In practice, the system should be the reverse: emergency declarations should provide for a veto from a small legislative committee or some other group of elected officials outside the governor’s office.
F.A. Hayek discusses this in volume 3 of Law, Legislation, and Liberty:
“Emergencies” have always been the pretext on which the safeguards of individual liberty have been eroded—and once they are suspended it is not difficult for anyone who has assumed such emergency powers to see to it that the emergency will persist. Indeed if all needs felt by important groups that can be satisfied only by the exercise of dictatorial powers constitute an emergency, every situation is an emergency situation. It has been contended with some plausibility that whoever has the power to proclaim an emergency and on this ground to suspend any part of the constitution is the true sovereign. This would seem to be true enough if any person or body were able to arrogate to itself such emergency powers by declaring a state of emergency.

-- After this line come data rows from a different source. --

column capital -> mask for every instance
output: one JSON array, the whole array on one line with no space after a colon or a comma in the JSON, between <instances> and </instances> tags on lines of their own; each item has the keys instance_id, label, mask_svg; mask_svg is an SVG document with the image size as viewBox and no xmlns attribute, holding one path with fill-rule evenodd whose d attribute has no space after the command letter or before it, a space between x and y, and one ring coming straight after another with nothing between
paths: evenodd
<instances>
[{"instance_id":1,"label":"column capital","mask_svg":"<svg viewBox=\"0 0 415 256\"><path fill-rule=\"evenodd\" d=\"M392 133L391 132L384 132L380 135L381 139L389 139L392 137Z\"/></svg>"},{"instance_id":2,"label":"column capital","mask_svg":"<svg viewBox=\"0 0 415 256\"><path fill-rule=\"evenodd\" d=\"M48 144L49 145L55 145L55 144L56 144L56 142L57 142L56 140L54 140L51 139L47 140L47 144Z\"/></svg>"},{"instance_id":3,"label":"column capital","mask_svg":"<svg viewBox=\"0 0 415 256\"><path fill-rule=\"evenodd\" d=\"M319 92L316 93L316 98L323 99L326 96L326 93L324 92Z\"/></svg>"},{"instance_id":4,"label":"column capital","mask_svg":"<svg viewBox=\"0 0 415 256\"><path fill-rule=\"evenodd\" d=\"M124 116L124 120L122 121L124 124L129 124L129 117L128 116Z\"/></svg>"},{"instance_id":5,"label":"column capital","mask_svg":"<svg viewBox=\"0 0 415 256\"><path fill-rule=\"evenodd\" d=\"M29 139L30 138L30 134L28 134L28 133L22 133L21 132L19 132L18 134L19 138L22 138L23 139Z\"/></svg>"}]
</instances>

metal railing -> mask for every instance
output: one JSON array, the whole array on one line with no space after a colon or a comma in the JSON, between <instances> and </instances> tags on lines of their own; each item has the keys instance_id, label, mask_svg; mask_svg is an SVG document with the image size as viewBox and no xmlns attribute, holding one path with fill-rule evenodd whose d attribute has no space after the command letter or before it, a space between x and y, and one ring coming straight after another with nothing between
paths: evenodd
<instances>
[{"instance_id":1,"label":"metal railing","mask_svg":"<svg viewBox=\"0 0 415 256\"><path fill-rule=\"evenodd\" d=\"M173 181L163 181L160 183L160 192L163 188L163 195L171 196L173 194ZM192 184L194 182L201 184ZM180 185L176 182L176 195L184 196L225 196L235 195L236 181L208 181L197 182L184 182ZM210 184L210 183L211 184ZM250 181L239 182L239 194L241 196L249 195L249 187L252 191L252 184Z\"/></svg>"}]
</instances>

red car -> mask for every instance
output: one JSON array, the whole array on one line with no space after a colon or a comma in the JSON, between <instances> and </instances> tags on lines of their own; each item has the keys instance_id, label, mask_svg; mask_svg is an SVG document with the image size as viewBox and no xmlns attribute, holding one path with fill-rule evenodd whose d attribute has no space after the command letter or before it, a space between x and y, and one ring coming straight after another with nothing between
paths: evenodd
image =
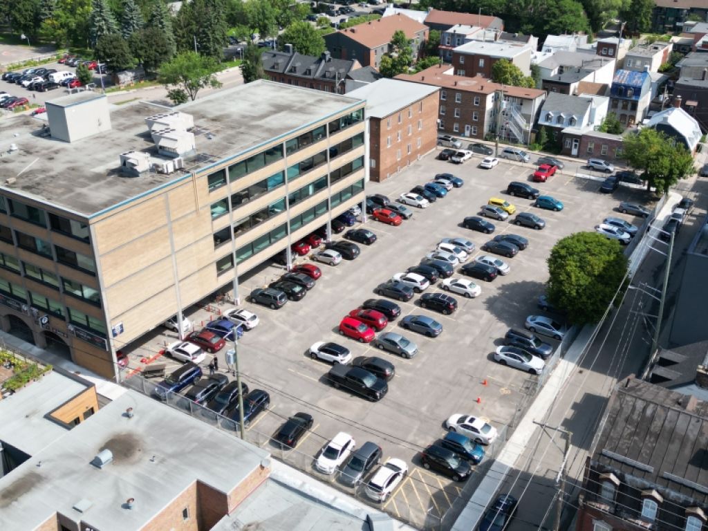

It is by no means necessary, however, that one and the same agency should possess the power to declare an emergency and to assume emergency powers. The best precaution against the abuse of emergency powers would seem to be that the authority that can declare a state of emergency is made thereby to renounce the powers it normally possesses and to retain only the right of revoking at any time the emergency powers it has conferred on another body. In the scheme suggested it would evidently be the Legislative Assembly which would not only have to delegate some of its powers to the government, but also to confer upon this government powers which in normal circumstances nobody possesses. For this purpose an emergency committee of the Legislative Assembly would have to be in permanent existence and quickly accessible at all times. The committee would have to be entitled to grant limited emergency powers until the Assembly as a whole could be convened which itself would then have to determine both the extent and duration of the emergency powers granted to government.
As is often the case, Hayek is quite milquetoast here, assuming that the civil government ought to enjoy significant leeway in what it can do during an emergency. But even this highly moderate view of Hayek’s would be an immense improvement from the current status quo, which is one in which governors can appoint themselves de facto dictators for an open-ended amount of time, and in which the only way of ending the one-man rule is for the legislature to take extraordinary measures. It’s a truly odd state of affairs in a country that claims—less convincingly with each passing day—to be a country that values the rule of law and opposes the arbitrary rule of a tiny number of privileged government agents.